I dati del recente passato, sottolinea l’esperto, dimostrano che società particolarmente attente ai principi Esg, tra cui troviamo le aziende legate all’economia circolare, sono in grado di fornire ritorni mediamente più stabili e quindi, di sovraperformare i normali indici azionari. Se guardiamo a multipli quali il P/E o l’Ev/Ebitda, gli indici “circolari” che rappresentano l’universo investibile dei prodotti sono in media più “cari”, principalmente perché non includono società del settore finanziario, mentre il peso della tecnologia è normalmente elevato.
“Tuttavia, all’atto pratico, attraverso un investimento in un prodotto circolare si acquisisce esposizione in società a larga capitalizzazione la cui mission è la sostenibilità del loro business (e quindi dei ritorni) a lungo termine. Tutto ciò è certificato dall’elevato rating Esg, quindi da considerazioni legate non solo all’impatto ambientale ma anche alle prestazioni sociali e di governance dell’azienda. Queste soluzioni offrono un’esposizione geografica globale ma concentrata nei mercati sviluppati (Usa, Giappone e Francia i Paesi più rappresentati)”, spiega Re.

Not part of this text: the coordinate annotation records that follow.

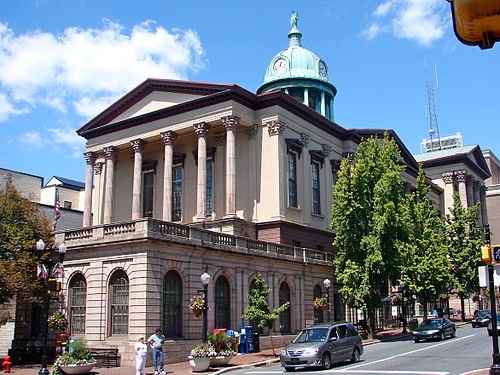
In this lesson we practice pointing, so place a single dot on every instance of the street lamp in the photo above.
(205, 280)
(327, 283)
(52, 286)
(476, 22)
(402, 286)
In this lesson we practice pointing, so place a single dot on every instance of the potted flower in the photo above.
(197, 305)
(78, 360)
(58, 322)
(320, 303)
(200, 355)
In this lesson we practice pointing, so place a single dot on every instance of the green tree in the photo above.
(367, 219)
(464, 243)
(258, 309)
(21, 225)
(425, 268)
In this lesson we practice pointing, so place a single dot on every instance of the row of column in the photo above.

Che conclude: “Attualmente, nell’ambito degli investimenti nell’economia circolare, crediamo che sia l’azionario a offrire maggiori opportunità. Dal punto di vista settoriale preferiamo la tecnologia, i beni di prima necessità e le utilities mentre tra quelli meno interessanti troviamo i consumi discrezionali, in particolare quelli legati al settore auto. A livello di paesi abbiamo una preferenza per l’Europa e gli Stati Uniti, mentre vediamo meno opportunità in Giappone”.